Divisions still intense as Thai reformers juggle with new charter

The National Reform Council (NRC) is about to hand the Constitution Drafting Committee (CDC) its suggested revisions to the draft constitution.

The CDC is expected to make the proposed changes in order to win endorsement from the NRC, a required process established by the post-coup provisional charter.

However, there are still many issues over which both the NRC and the CDC disagree with each other.

The NRC's political reform committee alone has come up with as many as 18 points that, it says, need revision. The panel wants to remove the recognition of political groups.

The constitution drafters seem to be proud of the inclusion of the term "citizens" in the draft charter. But NRC members criticised this and suggested the term be replaced with "people" or "individuals".

The NRC also disagreed with a provision that would require a minimum one-third of women candidates in the party list of the proportional representation election.

Moreover, the new German-inspired electoral system was opposed by the NRC, which suggested all the 500 MPs should be from constituencies.

As for the senatorial election, many NRC members agreed that senators should be directly elected by eligible voters.

There were calls for the drafters to state in the new constitution that communication frequencies and petroleum were national resources and public assets, with citizens being entitled to retrieve them for the public's benefit.

Regarding the fight against corruption, there is a proposal to merge the National Anti-Corruption Commission (NACC) and the Public Sector Anti-Corruption Commission (PACC) - with the commissioners being increased from nine to 11. There is also a proposal for a corruption division to be established in the courts of justice.

Some members of the NRC believed the draft constitution was too long and should be shortened. They agreed that details of implementation on certain matters should rather be in organic laws to the constitution to be written later.

It is interesting to see how seriously the constitution drafters would pay attention to the NRC members' suggestions. Although both groups were appointed by the National Council for Peace and Order and 20 out of the 35 CDC members are also NRC members, they have recently been in discord.

There is considerable risk of the draft constitution being rejected by the NRC. If that is the case, the process of constitution drafting will have to start anew.

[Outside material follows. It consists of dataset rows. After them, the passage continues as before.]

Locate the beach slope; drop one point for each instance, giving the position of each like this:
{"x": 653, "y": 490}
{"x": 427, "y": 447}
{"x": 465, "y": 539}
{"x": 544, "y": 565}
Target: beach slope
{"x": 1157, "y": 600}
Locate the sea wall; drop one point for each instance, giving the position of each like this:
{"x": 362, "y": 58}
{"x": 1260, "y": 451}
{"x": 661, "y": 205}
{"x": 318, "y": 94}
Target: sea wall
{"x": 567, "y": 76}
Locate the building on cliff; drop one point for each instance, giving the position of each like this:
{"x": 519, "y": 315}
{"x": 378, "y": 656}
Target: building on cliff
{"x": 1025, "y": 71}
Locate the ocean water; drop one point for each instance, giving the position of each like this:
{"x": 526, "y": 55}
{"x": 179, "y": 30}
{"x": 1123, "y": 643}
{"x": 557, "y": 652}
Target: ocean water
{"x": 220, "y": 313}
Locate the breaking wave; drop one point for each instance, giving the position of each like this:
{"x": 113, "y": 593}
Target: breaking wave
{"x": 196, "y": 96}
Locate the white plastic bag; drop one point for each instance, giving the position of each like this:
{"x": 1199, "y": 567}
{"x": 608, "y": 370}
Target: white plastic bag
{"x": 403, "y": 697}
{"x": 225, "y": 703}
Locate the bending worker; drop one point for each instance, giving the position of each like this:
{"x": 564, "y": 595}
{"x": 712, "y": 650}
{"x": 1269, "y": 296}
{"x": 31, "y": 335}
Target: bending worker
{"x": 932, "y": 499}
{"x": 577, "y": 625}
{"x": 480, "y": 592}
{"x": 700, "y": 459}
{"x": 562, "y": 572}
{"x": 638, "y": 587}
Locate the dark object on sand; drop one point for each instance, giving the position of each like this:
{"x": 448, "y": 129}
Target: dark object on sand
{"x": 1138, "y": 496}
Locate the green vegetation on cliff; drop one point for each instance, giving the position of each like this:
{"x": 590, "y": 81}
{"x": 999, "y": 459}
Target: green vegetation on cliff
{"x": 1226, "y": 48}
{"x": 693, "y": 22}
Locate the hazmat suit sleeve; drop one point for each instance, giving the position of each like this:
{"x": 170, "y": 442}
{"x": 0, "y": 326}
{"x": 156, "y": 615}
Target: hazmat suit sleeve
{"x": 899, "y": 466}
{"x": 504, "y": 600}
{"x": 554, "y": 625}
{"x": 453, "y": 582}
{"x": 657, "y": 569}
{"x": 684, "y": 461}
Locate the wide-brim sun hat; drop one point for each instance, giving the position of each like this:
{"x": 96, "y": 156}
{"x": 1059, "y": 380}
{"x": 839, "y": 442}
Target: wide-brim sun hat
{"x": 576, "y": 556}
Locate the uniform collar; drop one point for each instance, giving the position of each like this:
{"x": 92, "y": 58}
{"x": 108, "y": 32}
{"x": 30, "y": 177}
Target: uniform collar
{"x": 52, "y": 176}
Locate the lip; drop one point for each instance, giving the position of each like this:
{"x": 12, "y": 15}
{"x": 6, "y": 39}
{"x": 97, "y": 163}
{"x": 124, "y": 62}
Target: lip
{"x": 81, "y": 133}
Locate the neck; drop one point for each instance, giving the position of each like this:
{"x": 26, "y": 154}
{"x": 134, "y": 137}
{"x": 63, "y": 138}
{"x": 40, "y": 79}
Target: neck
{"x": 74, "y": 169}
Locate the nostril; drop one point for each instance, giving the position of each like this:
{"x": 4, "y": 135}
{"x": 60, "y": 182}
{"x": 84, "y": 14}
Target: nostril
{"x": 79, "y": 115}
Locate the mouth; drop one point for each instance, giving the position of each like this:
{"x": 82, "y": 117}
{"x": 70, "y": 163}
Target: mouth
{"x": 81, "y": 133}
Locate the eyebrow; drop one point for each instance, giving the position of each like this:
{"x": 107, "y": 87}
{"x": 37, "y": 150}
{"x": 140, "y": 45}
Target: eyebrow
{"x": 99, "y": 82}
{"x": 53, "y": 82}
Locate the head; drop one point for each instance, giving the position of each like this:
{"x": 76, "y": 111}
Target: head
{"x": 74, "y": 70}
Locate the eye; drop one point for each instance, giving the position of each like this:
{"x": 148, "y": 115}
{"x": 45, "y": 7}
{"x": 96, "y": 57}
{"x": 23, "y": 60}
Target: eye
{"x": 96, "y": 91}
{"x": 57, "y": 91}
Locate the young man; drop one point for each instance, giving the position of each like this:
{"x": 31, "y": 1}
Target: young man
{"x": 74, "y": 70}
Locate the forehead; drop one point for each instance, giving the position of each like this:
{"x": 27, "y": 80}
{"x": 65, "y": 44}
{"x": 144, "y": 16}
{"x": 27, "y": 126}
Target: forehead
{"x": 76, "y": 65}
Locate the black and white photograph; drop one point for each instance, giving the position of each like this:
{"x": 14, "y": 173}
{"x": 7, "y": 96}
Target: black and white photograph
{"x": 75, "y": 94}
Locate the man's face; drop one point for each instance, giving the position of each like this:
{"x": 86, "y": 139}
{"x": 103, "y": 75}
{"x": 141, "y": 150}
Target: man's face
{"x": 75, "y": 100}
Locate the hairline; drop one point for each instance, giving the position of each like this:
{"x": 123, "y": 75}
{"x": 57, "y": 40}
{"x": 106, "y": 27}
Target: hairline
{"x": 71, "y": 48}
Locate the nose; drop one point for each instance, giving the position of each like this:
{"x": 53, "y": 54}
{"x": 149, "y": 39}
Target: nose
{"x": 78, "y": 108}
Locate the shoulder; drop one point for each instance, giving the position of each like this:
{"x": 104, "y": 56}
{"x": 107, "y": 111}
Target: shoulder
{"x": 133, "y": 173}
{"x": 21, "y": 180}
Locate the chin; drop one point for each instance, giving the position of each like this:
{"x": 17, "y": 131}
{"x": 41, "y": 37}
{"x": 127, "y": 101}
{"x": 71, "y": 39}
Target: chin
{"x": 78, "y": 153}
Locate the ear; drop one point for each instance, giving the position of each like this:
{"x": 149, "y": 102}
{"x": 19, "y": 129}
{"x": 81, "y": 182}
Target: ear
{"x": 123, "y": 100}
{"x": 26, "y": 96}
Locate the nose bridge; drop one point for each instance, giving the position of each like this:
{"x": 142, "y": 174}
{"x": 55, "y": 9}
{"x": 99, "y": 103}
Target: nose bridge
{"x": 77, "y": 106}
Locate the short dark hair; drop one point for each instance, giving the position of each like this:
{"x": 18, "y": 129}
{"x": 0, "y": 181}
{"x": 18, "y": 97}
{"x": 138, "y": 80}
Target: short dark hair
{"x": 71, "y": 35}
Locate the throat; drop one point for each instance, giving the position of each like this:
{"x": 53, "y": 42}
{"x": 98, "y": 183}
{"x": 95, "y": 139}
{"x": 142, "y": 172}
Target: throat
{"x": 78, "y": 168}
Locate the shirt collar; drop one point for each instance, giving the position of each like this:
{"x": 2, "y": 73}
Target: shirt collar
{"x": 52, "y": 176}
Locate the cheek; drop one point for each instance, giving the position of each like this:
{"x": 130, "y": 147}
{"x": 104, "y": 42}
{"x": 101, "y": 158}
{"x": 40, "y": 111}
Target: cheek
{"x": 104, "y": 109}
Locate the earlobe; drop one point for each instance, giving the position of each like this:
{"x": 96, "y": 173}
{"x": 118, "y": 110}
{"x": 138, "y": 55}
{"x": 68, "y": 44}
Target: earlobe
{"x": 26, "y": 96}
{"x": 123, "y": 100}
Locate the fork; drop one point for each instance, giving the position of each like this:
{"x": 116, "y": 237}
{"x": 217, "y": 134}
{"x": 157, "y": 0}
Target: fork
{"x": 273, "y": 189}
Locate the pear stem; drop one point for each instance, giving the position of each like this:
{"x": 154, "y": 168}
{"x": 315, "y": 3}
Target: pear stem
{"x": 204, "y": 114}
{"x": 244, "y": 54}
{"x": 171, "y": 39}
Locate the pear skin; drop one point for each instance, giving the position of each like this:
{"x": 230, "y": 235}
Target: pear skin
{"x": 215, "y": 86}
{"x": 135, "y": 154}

The NCPO and the Cabinet have just agreed to support holding a national referendum on the draft constitution. But they have not made it clear how they want such a plebiscite to be organised. Therefore, things will still remain unclear for the moment.

The post-coup interim charter will be amended to extend the deadline for the CDC to revise the final draft, from 60 days at present to 90 days. This would allow the drafters some more breathing space.

It may also be an attempt by the powers-that-be to improve their situation. They want both the NRC and the CDC to make convenient progress in an uneasy situation like this. More importantly, they do not have to use their "trump card" now. At least they have some more time and can wait until it is right for them.